Methodology · Stradyn Probability

How the number
gets to the page.

Stradyn Probability is a calibrated estimate, not a proprietary model. This page documents the analytical workflow — the questions we ask, the drivers we name, the market-implied benchmarks we compare against, and the resolution discipline that makes every forecast gradeable.

The North Star · Applied to Every Probability
"Does this change what the client does in the next 24–90 days?"
Stradyn Probability only publishes when the forecast is decision-relevant on a meaningful horizon. We do not produce probabilities on questions that don't change repositioning.

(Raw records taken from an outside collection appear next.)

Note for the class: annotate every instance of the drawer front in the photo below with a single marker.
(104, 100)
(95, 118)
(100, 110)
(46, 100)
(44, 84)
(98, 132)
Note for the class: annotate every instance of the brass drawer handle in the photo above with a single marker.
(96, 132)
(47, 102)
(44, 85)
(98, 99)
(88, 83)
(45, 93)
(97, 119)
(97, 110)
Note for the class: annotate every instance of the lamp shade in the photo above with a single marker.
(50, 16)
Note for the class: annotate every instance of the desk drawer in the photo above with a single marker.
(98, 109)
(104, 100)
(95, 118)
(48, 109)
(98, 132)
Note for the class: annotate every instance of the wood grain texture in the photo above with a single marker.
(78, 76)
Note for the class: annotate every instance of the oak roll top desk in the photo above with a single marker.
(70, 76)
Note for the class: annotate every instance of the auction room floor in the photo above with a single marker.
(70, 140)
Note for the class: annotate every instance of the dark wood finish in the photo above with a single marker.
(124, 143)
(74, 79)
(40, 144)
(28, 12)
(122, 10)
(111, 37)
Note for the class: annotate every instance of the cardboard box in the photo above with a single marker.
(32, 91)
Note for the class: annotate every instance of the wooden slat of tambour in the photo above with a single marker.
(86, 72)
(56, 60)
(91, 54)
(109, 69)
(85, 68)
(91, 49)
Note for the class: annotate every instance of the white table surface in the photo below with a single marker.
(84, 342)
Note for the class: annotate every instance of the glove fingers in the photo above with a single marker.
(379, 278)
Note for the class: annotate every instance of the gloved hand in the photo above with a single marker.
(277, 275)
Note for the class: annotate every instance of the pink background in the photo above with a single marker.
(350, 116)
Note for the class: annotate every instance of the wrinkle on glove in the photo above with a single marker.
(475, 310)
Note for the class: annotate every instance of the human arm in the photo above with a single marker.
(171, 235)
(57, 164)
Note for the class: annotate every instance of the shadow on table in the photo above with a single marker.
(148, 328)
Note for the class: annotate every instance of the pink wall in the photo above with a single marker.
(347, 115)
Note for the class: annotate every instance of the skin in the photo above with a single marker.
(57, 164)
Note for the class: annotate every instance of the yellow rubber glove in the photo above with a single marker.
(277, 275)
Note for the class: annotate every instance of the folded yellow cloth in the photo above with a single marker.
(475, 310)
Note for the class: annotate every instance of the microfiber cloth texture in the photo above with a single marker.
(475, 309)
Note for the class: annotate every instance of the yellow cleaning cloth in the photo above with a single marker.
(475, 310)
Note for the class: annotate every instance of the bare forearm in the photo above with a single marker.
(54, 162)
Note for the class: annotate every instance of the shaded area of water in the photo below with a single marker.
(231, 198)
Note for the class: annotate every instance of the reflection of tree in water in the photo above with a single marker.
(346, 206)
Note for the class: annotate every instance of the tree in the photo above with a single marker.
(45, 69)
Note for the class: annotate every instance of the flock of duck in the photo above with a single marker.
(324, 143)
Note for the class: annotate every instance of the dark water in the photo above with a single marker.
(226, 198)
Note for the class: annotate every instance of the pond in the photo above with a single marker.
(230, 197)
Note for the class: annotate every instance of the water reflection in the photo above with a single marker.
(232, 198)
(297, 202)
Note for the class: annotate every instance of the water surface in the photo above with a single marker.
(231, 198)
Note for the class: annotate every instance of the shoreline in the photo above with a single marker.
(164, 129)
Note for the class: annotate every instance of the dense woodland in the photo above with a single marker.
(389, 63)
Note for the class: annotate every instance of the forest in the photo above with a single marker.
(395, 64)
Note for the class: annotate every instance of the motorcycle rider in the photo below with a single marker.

Five stages, in order. Every time.

No forecast leaves Stradyn without clearing all five. Stages are sequenced because each one constrains the next — a poorly-framed question cannot yield a well-calibrated probability, no matter how careful the estimation step.

Stage 01

Question Framing

Specific, binary or bounded, with observable resolution criteria and a named resolution date.

Stage 02

Driver Enumeration

Explicit drivers pushing probability up and down — dated, sourced, specific actors and events.

Stage 03

Market Benchmark

Comparison against prediction markets, futures pricing, or implied probabilities where they exist.

Stage 04

Calibrated Estimate

Point probability with explicit confidence level. No false precision, no hedged language.

Stage 05

Resolution & Grading

Fixed date, fixed criteria, graded correct / partial / miss when the forecast resolves. Public.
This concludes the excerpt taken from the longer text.